Create a training job to run the MindSpore script. The following provides step-by-step instructions for creating a training job on ModelArts.

### Opening the ModelArts Console

Click Console on the HUAWEI CLOUD ModelArts home page at <https://www.huaweicloud.com/product/modelarts.html>.

### Using a Common Framework to Create a Training Job

ModelArts Tutorial <https://support.huaweicloud.com/engineers-modelarts/modelarts_23_0238.html> shows how to use a common framework to create a training job.

### Using MindSpore as a Common Framework to Create a Training Job

Training scripts and data in this tutorial are used as an example to describe how to configure arguments on the training job creation page.

1. `Algorithm Source`: Click `Frameworks`, and then select `Ascend-Powered-Engine` and the required MindSpore version. (`Mindspore-0.5-python3.7-aarch64` is used as an example here. Use scripts corresponding to the selected version.)

2. `Code Directory`: Select a code directory created in an OBS bucket. Set `Startup File` to a startup script in the code directory.

3. `Data Source`: Click `Data Storage Path` and enter the CIFAR-10 dataset path in OBS.

4. `Argument`: Set `data_url` and `train_url` to the values of `Data Storage Path` and `Training Output Path`, respectively. Click the add icon to pass values to other arguments in the script, for example, `epoch_size`.

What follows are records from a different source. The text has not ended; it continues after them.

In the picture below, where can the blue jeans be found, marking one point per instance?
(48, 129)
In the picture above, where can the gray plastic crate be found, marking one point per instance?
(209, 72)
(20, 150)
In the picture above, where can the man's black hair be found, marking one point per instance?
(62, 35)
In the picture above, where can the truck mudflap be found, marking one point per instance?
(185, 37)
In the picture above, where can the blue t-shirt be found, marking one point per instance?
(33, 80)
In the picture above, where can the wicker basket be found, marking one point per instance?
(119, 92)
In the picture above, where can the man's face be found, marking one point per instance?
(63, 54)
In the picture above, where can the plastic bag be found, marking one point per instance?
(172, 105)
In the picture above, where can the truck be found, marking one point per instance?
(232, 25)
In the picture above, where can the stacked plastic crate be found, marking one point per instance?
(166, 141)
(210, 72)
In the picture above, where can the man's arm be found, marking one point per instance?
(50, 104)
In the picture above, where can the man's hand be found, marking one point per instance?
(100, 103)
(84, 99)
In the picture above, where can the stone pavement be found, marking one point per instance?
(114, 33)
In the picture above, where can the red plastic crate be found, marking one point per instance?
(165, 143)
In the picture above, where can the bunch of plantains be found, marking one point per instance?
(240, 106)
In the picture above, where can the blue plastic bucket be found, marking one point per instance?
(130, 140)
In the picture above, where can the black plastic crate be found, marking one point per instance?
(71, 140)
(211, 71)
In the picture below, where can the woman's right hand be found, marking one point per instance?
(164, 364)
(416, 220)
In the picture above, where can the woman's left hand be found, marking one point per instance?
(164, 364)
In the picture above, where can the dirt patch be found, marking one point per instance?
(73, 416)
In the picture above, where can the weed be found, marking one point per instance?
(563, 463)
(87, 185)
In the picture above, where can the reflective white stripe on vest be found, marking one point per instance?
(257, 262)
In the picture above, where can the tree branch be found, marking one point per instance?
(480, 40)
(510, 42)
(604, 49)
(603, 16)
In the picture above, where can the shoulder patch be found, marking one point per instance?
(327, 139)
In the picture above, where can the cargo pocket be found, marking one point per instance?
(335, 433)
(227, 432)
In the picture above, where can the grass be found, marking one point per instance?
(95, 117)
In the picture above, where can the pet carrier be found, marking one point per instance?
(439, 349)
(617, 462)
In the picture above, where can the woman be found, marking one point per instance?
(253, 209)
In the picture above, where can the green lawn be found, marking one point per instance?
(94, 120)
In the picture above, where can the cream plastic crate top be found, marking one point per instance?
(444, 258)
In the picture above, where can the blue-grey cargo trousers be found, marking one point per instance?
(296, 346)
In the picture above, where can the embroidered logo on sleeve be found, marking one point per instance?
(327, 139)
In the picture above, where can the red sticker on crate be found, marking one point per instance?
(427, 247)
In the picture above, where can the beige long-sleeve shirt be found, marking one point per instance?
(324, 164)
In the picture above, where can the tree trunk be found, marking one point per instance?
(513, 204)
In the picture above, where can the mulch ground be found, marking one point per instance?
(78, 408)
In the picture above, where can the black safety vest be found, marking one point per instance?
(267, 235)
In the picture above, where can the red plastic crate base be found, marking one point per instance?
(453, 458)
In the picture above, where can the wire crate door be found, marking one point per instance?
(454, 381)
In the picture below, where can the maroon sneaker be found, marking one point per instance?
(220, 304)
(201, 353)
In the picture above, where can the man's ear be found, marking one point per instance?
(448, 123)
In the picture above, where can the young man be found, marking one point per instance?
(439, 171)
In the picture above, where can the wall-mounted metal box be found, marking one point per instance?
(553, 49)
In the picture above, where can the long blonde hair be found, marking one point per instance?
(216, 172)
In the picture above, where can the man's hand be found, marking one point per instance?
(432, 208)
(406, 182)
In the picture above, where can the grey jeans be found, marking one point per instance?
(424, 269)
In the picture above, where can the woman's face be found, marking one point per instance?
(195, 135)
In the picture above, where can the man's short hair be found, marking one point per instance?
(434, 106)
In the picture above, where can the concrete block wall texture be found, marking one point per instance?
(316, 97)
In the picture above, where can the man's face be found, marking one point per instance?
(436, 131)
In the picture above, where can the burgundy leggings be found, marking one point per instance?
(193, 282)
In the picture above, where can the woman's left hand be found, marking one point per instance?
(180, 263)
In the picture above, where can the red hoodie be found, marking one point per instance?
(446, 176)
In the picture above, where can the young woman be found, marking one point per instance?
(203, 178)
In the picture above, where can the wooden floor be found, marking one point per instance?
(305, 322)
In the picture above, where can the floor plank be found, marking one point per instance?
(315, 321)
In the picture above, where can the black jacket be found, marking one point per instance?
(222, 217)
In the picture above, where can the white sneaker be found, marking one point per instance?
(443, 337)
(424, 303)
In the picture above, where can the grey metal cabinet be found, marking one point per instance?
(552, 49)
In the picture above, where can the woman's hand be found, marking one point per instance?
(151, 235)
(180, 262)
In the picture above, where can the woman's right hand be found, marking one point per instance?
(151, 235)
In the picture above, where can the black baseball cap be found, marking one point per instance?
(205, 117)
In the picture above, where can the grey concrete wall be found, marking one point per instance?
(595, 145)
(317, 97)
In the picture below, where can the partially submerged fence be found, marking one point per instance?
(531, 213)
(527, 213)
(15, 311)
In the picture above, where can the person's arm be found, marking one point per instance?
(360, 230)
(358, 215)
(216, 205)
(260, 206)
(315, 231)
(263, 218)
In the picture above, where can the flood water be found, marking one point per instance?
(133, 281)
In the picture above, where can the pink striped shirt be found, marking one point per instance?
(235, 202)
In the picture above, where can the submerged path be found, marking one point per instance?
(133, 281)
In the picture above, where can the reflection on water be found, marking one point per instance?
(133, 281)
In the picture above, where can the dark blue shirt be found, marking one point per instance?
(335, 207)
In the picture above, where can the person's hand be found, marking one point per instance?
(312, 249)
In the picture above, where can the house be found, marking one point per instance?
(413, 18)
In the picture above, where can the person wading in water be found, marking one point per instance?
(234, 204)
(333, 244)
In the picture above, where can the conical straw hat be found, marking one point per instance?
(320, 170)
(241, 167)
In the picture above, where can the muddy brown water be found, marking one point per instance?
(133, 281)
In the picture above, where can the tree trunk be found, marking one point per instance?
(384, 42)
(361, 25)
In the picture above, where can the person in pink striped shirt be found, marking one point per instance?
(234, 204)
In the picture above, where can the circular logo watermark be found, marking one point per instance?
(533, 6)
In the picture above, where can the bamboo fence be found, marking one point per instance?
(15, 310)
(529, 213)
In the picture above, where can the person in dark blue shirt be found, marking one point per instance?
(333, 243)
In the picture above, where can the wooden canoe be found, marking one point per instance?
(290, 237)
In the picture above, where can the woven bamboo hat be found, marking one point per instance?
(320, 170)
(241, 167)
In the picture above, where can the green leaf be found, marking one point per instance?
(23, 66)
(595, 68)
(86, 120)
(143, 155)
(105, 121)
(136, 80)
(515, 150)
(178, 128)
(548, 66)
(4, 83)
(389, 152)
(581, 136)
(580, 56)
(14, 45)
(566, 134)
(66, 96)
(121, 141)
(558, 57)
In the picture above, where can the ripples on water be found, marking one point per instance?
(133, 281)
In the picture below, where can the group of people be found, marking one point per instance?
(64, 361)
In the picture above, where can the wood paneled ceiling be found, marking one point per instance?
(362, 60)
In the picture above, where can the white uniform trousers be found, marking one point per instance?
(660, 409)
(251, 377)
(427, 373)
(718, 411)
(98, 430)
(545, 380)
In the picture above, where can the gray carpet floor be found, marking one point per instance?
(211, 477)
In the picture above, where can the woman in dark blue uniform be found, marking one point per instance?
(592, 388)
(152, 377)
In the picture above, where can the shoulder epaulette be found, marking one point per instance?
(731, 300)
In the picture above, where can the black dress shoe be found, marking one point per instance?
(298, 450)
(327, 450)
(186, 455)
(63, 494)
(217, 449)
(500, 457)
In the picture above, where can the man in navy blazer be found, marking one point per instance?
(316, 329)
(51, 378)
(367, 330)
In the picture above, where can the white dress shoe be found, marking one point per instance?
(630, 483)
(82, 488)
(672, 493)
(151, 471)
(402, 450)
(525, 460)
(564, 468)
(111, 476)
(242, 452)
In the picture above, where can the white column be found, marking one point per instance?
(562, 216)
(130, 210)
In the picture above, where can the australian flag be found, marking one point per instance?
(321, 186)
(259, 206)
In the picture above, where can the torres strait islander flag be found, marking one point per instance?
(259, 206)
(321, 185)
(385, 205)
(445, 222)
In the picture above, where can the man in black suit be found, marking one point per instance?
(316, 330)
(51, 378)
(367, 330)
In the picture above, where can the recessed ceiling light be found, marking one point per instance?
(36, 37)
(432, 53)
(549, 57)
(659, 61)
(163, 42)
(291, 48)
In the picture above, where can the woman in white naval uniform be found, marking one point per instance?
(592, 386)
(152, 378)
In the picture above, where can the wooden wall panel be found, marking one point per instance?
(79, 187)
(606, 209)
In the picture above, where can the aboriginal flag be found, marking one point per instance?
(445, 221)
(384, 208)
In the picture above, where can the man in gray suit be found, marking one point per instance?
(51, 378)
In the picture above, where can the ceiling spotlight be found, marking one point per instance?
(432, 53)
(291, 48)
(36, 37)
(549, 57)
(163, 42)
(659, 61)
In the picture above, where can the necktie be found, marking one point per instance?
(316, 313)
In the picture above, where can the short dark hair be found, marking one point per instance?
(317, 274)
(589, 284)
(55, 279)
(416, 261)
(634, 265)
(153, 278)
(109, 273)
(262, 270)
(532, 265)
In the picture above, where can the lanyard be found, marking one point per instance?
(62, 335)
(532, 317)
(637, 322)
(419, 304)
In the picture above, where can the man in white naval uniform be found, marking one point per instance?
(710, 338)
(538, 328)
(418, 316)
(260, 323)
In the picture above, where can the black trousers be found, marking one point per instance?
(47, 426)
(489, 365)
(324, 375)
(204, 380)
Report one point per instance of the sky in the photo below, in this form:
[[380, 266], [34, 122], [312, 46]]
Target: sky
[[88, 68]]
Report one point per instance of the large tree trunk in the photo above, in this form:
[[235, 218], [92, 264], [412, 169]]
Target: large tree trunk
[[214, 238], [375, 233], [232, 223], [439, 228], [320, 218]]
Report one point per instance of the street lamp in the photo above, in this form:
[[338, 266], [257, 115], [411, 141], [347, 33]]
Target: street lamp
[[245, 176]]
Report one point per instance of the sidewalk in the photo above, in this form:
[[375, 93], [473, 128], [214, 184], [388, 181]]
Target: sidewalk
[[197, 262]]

5. `Resource Pool`: Click `Public Resource Pool > Ascend`.

6. `Specification`: Select `Ascend: 1 * Ascend 910 CPU: 24-core 96 GiB` or `Ascend: 8 * Ascend 910 CPU: 192-core 768 GiB`, which indicate single-node single-device and single-node 8-device specifications, respectively.

## Viewing the Execution Result

1. You can view run logs on the Training Jobs page.

    The `8*Ascend` specification is used to execute the ResNet-50 training job. The total number of epochs is 92, the accuracy is about 92%, and the number of images trained per second is about 12,000.

    The `1*Ascend` specification is used to execute the ResNet-50 training job. The total number of epochs is 92, the accuracy is about 95%, and the number of images trained per second is about 1800.

2. If you specify a log path when creating a training job, you can download log files from OBS and view them.